Querida Aurora:

Ayer vi a tu madre en la cola del supermercado. He de confesarte que no estaba ni triste ni enfadada, sí algo risueña, pero, sobre todo, muy pero que muy hermosa; a pesar de sus años, a pesar del accidente… Me reconoció al instante y, sin moverse, blandió una espléndida sonrisa para saludarme. Yo, también muy quieto, le devolví el saludo, sin importarme que la gente pensase que era algún tipo de loco.

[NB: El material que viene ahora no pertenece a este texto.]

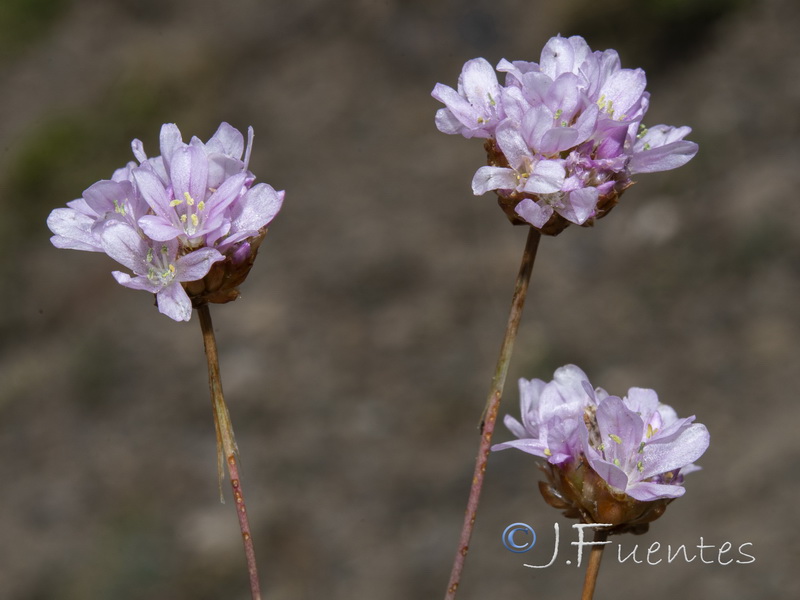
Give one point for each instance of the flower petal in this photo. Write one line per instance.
(174, 302)
(493, 178)
(533, 212)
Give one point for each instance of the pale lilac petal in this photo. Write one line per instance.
(73, 230)
(533, 212)
(189, 173)
(135, 283)
(493, 178)
(226, 140)
(558, 139)
(174, 302)
(124, 244)
(515, 427)
(664, 455)
(513, 146)
(479, 83)
(196, 264)
(447, 122)
(228, 193)
(613, 475)
(623, 91)
(664, 158)
(558, 56)
(159, 228)
(583, 202)
(170, 139)
(257, 208)
(647, 491)
(152, 190)
(547, 177)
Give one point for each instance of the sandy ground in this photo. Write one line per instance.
(357, 361)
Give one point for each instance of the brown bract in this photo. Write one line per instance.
(556, 224)
(583, 494)
(221, 283)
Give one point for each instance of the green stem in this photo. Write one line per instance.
(227, 451)
(489, 417)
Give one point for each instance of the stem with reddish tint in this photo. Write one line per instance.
(593, 568)
(489, 417)
(227, 450)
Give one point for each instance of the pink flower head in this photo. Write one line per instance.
(563, 135)
(608, 459)
(188, 222)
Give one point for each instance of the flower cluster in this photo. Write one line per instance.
(187, 223)
(608, 459)
(563, 136)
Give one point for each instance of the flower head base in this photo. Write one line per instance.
(608, 459)
(563, 136)
(188, 223)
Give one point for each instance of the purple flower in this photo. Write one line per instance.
(188, 223)
(157, 267)
(639, 448)
(563, 135)
(636, 446)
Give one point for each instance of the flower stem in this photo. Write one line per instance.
(489, 416)
(593, 568)
(227, 451)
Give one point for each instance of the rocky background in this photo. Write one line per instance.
(357, 362)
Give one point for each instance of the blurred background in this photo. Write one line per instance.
(357, 361)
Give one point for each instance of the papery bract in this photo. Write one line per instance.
(563, 136)
(188, 222)
(608, 459)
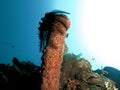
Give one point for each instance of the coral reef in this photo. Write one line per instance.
(76, 74)
(52, 32)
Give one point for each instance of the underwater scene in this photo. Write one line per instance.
(59, 45)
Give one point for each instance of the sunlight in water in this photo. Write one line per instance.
(100, 30)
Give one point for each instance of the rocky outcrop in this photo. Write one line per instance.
(84, 78)
(53, 28)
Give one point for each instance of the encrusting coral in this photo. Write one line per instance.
(52, 34)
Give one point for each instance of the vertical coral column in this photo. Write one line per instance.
(52, 57)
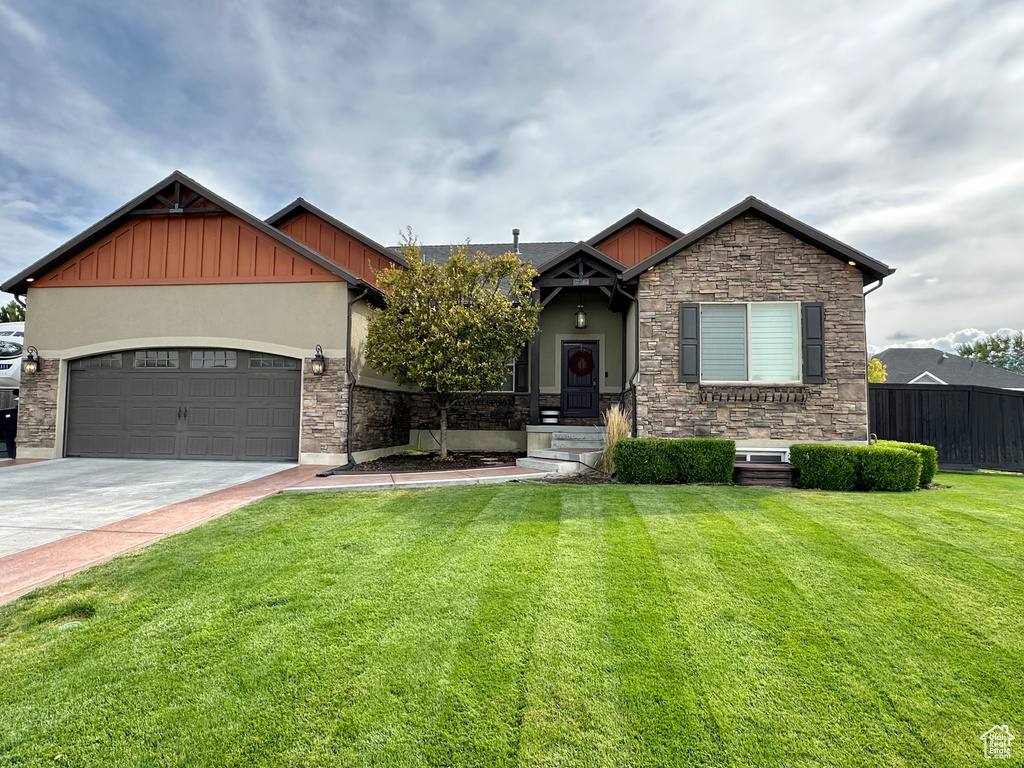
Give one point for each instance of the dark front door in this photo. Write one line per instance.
(580, 379)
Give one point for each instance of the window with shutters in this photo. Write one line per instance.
(757, 342)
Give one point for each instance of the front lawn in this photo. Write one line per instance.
(539, 625)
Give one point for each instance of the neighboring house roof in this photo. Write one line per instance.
(872, 269)
(537, 254)
(19, 283)
(300, 205)
(633, 218)
(914, 366)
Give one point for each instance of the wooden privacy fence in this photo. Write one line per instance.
(971, 427)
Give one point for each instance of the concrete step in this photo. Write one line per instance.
(578, 444)
(555, 467)
(565, 455)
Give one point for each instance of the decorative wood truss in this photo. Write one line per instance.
(581, 266)
(176, 199)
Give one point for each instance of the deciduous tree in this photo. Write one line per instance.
(1003, 350)
(13, 312)
(877, 373)
(452, 329)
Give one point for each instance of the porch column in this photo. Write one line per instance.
(535, 380)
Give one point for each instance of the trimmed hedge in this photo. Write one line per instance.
(705, 460)
(876, 467)
(929, 458)
(645, 460)
(884, 468)
(655, 461)
(824, 467)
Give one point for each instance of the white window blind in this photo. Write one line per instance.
(723, 342)
(774, 341)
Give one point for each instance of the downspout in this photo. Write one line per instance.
(867, 387)
(636, 354)
(350, 384)
(350, 376)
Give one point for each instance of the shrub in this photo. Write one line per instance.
(653, 461)
(645, 460)
(616, 428)
(884, 468)
(929, 458)
(705, 460)
(824, 467)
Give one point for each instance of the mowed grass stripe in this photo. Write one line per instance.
(233, 653)
(978, 594)
(938, 673)
(570, 717)
(767, 648)
(484, 696)
(666, 719)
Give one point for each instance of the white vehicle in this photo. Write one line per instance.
(11, 344)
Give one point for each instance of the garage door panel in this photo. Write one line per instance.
(200, 387)
(164, 413)
(166, 386)
(223, 417)
(199, 417)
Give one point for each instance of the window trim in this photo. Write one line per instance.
(753, 382)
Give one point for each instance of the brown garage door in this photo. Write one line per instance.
(184, 403)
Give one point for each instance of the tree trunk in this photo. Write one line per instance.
(444, 431)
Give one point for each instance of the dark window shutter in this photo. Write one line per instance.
(521, 377)
(689, 342)
(814, 342)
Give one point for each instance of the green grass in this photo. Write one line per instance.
(538, 625)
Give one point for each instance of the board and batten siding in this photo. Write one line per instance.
(184, 249)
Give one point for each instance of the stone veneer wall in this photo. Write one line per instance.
(751, 260)
(492, 411)
(37, 409)
(495, 411)
(380, 418)
(325, 409)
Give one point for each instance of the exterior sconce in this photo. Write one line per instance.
(318, 365)
(33, 363)
(581, 316)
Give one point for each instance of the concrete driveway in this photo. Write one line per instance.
(47, 501)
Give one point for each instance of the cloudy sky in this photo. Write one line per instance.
(897, 127)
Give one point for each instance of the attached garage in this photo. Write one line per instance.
(226, 404)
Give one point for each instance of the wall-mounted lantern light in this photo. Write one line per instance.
(581, 316)
(33, 363)
(318, 365)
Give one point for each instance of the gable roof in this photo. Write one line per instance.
(637, 216)
(18, 284)
(300, 204)
(581, 249)
(872, 269)
(903, 365)
(538, 254)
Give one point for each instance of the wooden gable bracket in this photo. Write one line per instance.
(177, 204)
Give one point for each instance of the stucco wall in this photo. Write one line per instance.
(556, 324)
(750, 260)
(280, 318)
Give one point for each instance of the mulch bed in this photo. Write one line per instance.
(432, 462)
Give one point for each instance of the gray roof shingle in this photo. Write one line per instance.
(905, 364)
(536, 253)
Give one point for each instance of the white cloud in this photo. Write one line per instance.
(896, 127)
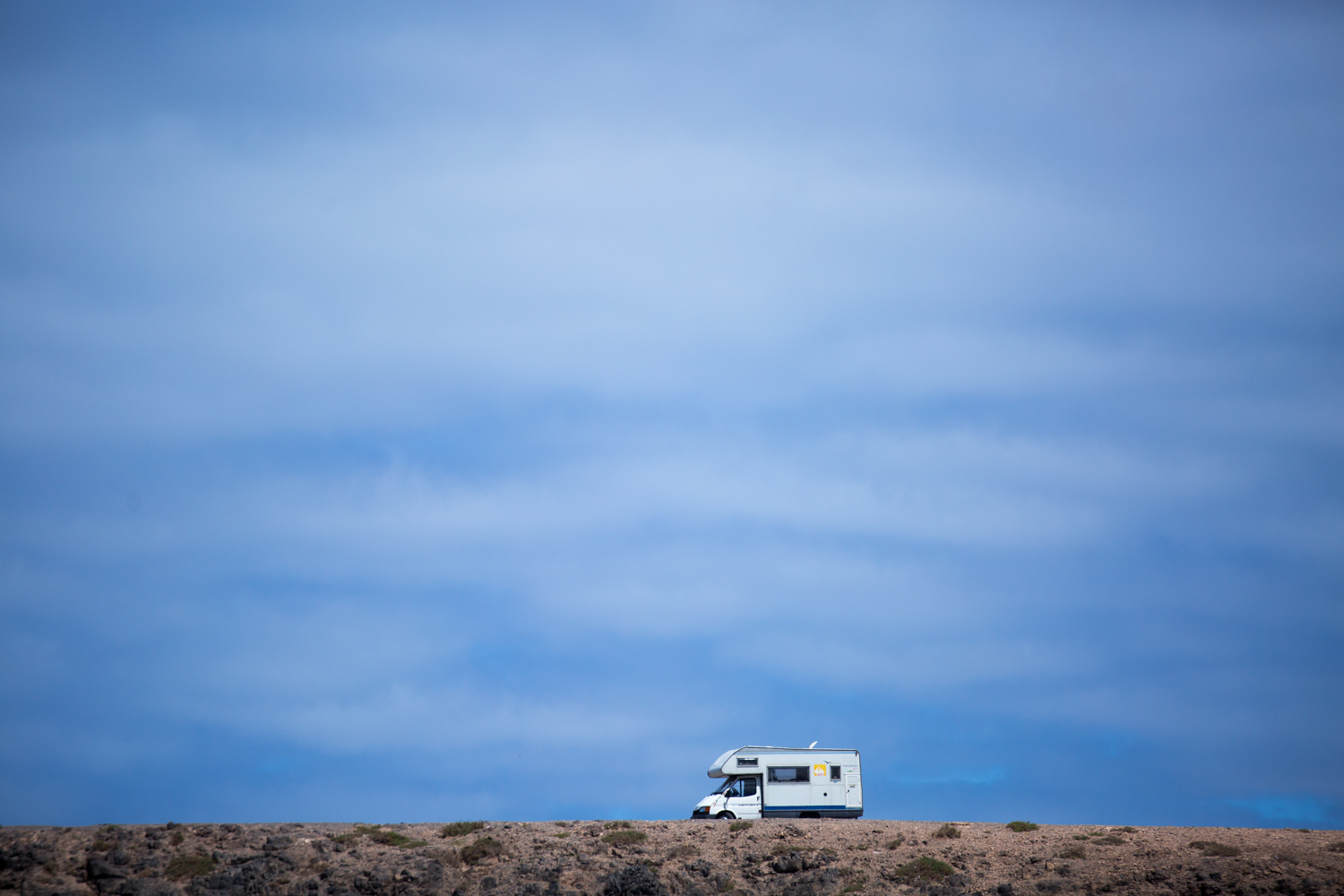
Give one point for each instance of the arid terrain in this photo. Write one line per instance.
(773, 857)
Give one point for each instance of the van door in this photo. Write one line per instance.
(852, 788)
(745, 798)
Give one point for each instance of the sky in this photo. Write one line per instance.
(449, 411)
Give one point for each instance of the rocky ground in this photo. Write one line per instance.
(664, 858)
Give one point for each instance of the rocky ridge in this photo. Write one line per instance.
(773, 857)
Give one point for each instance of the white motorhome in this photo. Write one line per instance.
(785, 782)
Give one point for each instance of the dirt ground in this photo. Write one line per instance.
(774, 857)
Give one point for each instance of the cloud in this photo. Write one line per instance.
(513, 384)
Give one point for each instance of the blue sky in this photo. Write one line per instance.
(433, 413)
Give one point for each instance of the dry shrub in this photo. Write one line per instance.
(460, 828)
(624, 837)
(481, 849)
(185, 866)
(924, 869)
(1214, 848)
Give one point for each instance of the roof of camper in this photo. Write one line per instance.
(717, 769)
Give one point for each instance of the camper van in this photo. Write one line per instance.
(785, 782)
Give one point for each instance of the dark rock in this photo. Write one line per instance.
(633, 880)
(99, 869)
(21, 858)
(814, 884)
(792, 864)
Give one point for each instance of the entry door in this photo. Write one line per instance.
(852, 790)
(745, 798)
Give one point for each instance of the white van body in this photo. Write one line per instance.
(785, 782)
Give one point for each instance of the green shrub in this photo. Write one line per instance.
(185, 866)
(1214, 848)
(379, 836)
(460, 828)
(481, 849)
(922, 869)
(624, 837)
(855, 880)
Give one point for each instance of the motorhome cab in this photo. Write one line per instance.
(784, 782)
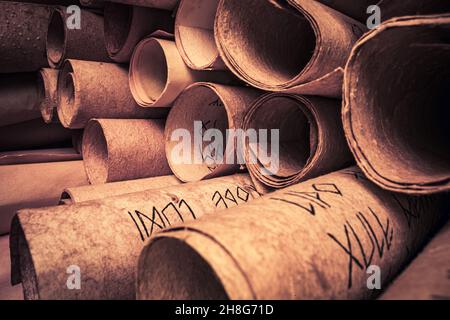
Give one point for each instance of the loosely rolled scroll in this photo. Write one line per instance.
(311, 139)
(107, 190)
(48, 82)
(320, 239)
(158, 74)
(194, 34)
(396, 116)
(23, 30)
(35, 185)
(104, 238)
(428, 275)
(126, 25)
(300, 47)
(83, 42)
(97, 90)
(119, 150)
(203, 107)
(19, 98)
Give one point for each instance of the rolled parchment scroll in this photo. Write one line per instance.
(118, 150)
(396, 116)
(311, 139)
(300, 47)
(334, 237)
(203, 107)
(104, 238)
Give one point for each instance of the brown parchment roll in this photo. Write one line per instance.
(107, 190)
(194, 34)
(158, 74)
(396, 116)
(126, 25)
(35, 185)
(118, 150)
(311, 139)
(48, 81)
(33, 134)
(300, 47)
(86, 43)
(428, 275)
(19, 98)
(104, 238)
(314, 240)
(97, 90)
(212, 106)
(23, 30)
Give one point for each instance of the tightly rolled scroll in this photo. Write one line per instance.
(320, 239)
(194, 34)
(126, 25)
(428, 275)
(35, 185)
(311, 139)
(104, 238)
(19, 98)
(396, 116)
(97, 90)
(300, 47)
(158, 74)
(107, 190)
(84, 42)
(200, 109)
(48, 81)
(118, 150)
(23, 30)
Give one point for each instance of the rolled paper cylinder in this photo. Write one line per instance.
(85, 41)
(48, 81)
(299, 48)
(20, 97)
(107, 190)
(311, 139)
(33, 134)
(89, 90)
(104, 238)
(396, 117)
(203, 107)
(194, 34)
(23, 30)
(126, 25)
(334, 237)
(35, 185)
(118, 150)
(38, 156)
(158, 74)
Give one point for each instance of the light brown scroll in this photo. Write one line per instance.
(104, 238)
(35, 185)
(23, 36)
(97, 90)
(19, 98)
(118, 150)
(126, 25)
(158, 74)
(211, 106)
(33, 134)
(311, 139)
(194, 34)
(107, 190)
(396, 115)
(299, 48)
(315, 240)
(48, 81)
(428, 275)
(86, 43)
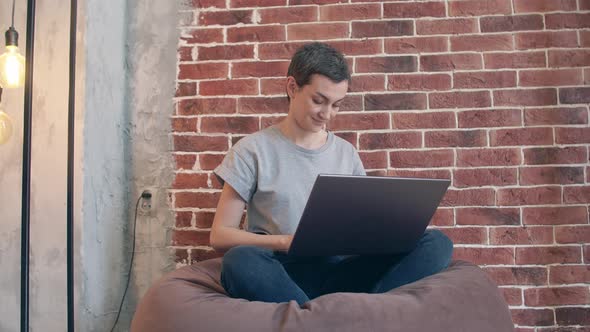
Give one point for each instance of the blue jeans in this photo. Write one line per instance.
(260, 274)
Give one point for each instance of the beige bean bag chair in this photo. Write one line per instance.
(460, 298)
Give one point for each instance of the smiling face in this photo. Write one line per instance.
(314, 104)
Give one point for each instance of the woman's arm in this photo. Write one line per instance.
(225, 232)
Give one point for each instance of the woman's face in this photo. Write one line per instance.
(314, 104)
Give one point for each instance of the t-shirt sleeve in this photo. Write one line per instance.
(239, 171)
(358, 168)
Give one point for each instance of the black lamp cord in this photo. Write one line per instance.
(144, 195)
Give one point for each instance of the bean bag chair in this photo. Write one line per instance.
(460, 298)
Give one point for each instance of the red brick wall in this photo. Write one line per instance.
(491, 94)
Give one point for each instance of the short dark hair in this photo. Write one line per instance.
(318, 58)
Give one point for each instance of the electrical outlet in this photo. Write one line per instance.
(147, 200)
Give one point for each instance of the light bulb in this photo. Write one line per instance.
(5, 127)
(12, 68)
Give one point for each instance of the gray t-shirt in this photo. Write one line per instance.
(274, 176)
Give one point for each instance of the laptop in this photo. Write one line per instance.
(366, 215)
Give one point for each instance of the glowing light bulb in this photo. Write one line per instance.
(5, 127)
(12, 68)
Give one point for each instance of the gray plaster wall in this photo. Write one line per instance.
(126, 83)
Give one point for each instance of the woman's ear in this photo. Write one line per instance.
(291, 87)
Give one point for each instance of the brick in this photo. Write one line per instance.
(288, 15)
(574, 95)
(181, 256)
(498, 42)
(184, 125)
(190, 237)
(202, 4)
(558, 215)
(256, 34)
(459, 99)
(185, 161)
(381, 28)
(567, 21)
(577, 194)
(511, 23)
(446, 26)
(488, 157)
(364, 121)
(484, 177)
(529, 196)
(350, 12)
(489, 79)
(442, 217)
(190, 181)
(551, 175)
(232, 124)
(389, 64)
(204, 219)
(185, 53)
(479, 7)
(569, 58)
(528, 97)
(551, 77)
(572, 135)
(273, 86)
(488, 216)
(202, 71)
(202, 36)
(484, 256)
(513, 296)
(529, 6)
(521, 235)
(545, 39)
(469, 197)
(514, 60)
(183, 219)
(447, 62)
(350, 137)
(428, 158)
(373, 160)
(185, 89)
(225, 17)
(416, 45)
(419, 82)
(199, 254)
(429, 173)
(533, 317)
(414, 9)
(555, 116)
(397, 101)
(489, 118)
(373, 141)
(423, 120)
(518, 275)
(194, 143)
(548, 255)
(363, 83)
(555, 155)
(466, 235)
(229, 87)
(573, 316)
(259, 69)
(455, 138)
(569, 274)
(317, 31)
(263, 105)
(226, 52)
(256, 3)
(556, 296)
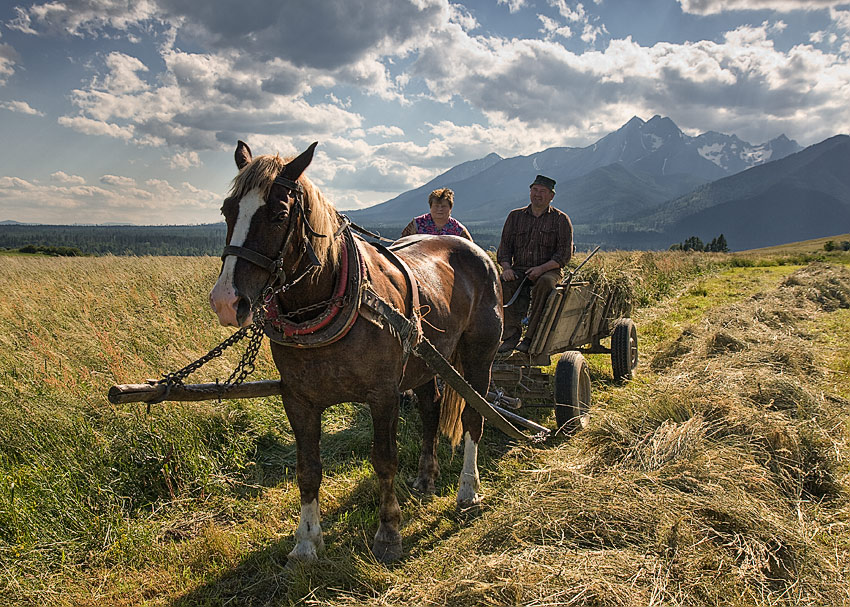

Sostenía entre las manos un conjunto de frasquitos de diferentes colores; parecían especias. Eran demasiados para sus cansadas manos y me asusté pensando en la idea de que se le cayeran al suelo y entonces, avergonzada, volviera a marcharse. Pero no ocurrió así: los aferró con fuerza y me dio la impresión de que aquellos frascos contenían un mensaje muy importante. La miré mucho, como si no entendiera qué hacía ella allí, tan tranquila. Me sentí ridículo ante su entereza. Sabes de lo que te hablo, ¿verdad?… Ya conoces ese don: el de hacer suyo todo lo que la rodea. De modo que me quedé clavado en el sitio, no por el miedo, no —que es lo normal en estos casos—, sino por ella, por su integridad, su saber estar, su mundo… Ese que siempre lleva arrastras.

Pero ella, en aquel momento, en aquella cola, lo tenía claro: quería decirme algo. Fue una lástima que me girara un momento porque, al volverme, ya se había marchado.

Hoy por fin he abierto las bolsas del supermercado y… Bueno, he encontrado sus frascos de especias, su mensaje… ¿Recuerdas lo que decía siempre?: «Sal para la vida, canela para el amor, pimienta para los besos y azúcar para el dolor»

Algún día podríamos ir a las vías del tren y esparcirlas juntos, allí donde ella decidió que su vida ya no saborearía más especias. ¿Te apetece?